Hospice History and Current Day
In Western society, the definition of hospice has been evolving in Europe since the 11th century. For centuries, hospices were places of refuge for the sick, wounded, or dying, as well as for travelers and pilgrims, according to Wikipedia. Today, hospice is more commonly known as an end of life holistic program and the NHPO states that Hospice Care is “considered to be the model for quality, compassionate care for people facing a life-limiting illness or injury, hospice care involves a team-oriented approach to expert medical care, pain management, and emotional and spiritual support expressly tailored to the patient's needs and wishes. Support is provided to the patient's loved ones as well. At the center of hospice and palliative care is the belief that each of us has the right to die pain-free and with dignity, and that our families will receive the necessary support to allow us to do so.”
Insurance Coverage for Hospice
Hospice is covered by Medicare and other governmental programs, unless the individual has private insurance, because Medicare and Medicaid are the “payors of last resort,” private insurers typically pay first.
When an individual has a terminal diagnosis with months to live, a hospice application may be encouraged so that services may be started when the patient and family are ready – day or night.
Hospice is a Concept, Not a Place
Hospice is a concept, not a place, so individuals may be living in a facility if their care overwhelms their caregivers, or they may be living at home.
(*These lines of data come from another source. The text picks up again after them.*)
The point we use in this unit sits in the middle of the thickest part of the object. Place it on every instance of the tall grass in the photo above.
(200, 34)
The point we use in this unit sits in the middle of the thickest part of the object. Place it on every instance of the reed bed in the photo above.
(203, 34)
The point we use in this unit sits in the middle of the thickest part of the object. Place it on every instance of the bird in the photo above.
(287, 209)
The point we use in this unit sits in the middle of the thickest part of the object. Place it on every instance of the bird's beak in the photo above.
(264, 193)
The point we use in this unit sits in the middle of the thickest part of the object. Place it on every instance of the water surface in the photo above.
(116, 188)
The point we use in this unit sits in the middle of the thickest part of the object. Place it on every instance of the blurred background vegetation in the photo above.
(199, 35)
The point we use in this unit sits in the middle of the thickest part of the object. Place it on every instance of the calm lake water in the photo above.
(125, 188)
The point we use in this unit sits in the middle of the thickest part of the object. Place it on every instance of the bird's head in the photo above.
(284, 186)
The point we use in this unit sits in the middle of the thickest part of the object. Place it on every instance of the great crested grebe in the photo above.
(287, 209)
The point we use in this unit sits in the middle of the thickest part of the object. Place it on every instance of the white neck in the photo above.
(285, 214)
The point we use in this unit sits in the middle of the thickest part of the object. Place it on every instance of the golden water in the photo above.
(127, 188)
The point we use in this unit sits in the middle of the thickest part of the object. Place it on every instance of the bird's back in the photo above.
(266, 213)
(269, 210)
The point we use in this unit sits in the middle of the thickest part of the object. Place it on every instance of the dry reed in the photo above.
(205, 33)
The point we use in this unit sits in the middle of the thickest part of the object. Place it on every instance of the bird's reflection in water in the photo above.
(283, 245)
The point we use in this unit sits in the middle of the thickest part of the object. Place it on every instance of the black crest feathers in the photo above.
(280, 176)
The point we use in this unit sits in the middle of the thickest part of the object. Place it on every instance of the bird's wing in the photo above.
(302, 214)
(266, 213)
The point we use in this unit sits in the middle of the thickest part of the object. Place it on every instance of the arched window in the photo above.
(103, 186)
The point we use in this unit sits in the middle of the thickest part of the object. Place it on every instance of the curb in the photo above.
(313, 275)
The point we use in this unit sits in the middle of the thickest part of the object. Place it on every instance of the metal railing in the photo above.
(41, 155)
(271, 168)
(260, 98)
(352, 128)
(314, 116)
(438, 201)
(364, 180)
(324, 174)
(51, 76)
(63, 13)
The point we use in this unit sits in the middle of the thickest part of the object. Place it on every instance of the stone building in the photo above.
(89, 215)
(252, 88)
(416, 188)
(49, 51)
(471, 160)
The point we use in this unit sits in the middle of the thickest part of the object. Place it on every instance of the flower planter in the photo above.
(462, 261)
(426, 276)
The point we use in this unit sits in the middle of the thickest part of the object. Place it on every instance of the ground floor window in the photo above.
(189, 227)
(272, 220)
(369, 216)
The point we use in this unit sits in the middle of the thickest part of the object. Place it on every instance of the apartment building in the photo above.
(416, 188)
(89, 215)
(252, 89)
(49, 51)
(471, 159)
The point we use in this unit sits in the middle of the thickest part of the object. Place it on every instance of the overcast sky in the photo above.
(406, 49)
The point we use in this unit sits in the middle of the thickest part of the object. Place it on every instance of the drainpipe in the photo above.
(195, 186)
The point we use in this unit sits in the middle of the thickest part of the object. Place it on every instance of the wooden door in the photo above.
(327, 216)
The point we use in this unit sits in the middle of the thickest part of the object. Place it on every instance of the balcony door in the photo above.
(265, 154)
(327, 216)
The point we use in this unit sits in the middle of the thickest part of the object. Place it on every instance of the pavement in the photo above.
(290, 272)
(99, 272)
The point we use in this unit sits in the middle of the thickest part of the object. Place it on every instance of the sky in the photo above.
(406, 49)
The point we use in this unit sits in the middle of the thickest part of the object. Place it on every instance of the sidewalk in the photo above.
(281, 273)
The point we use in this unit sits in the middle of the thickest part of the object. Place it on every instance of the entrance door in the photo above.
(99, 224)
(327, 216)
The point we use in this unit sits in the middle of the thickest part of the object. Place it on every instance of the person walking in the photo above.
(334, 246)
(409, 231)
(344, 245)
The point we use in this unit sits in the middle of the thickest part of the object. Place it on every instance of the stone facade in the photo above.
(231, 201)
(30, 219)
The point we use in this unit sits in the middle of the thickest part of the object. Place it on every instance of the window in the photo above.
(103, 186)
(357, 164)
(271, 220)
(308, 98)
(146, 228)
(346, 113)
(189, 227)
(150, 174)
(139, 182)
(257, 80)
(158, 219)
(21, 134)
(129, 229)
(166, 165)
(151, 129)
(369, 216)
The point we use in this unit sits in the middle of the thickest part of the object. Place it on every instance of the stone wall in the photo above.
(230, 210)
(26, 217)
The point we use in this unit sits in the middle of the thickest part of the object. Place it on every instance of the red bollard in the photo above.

Regardless of their location, the interdisciplinary hospice team comes to them regularly and provides a plethora of services, pain control, medical equipment, home care, provider visits, medications, and emotional, spiritual and psychosocial support for both the patient and family.
The goal is compassionate care, not cure. Often hospice patients live beyond their expected life, and may even be discharged alive from the program because their health has improved so much. Some may require hospitalization for symptom and pain management that cannot be managed in a less acute setting or they may need to be admitted into a hospice facility to provide respite care for their caregivers.
Selecting a Hospice Provider
In selecting a Hospice provider, it is important to be sure that they are accredited and listed as a Medicare provider. Ask providers, extended care facilities, hospital social workers and individuals using their services to be sure that you have selected the best hospice in your area.
The major advantage is that reputable hospice nurses, nurse practitioners, social workers and other hospice team members usually have exceptional critical care backgrounds and compassion. The hospice certification process is comprehensive, which is why most professionals are well aware of national and community resources and have the requisite skills for this special calling. They also have standing orders which means that the oxygen, hydration, pain medication, and other services can be delivered so much faster than going through the traditional medical system (with its inherent deficiencies) to squeeze in last minute appointments for office visits, or service individuals with pressing healthcare needs on weekends, holidays and after hours.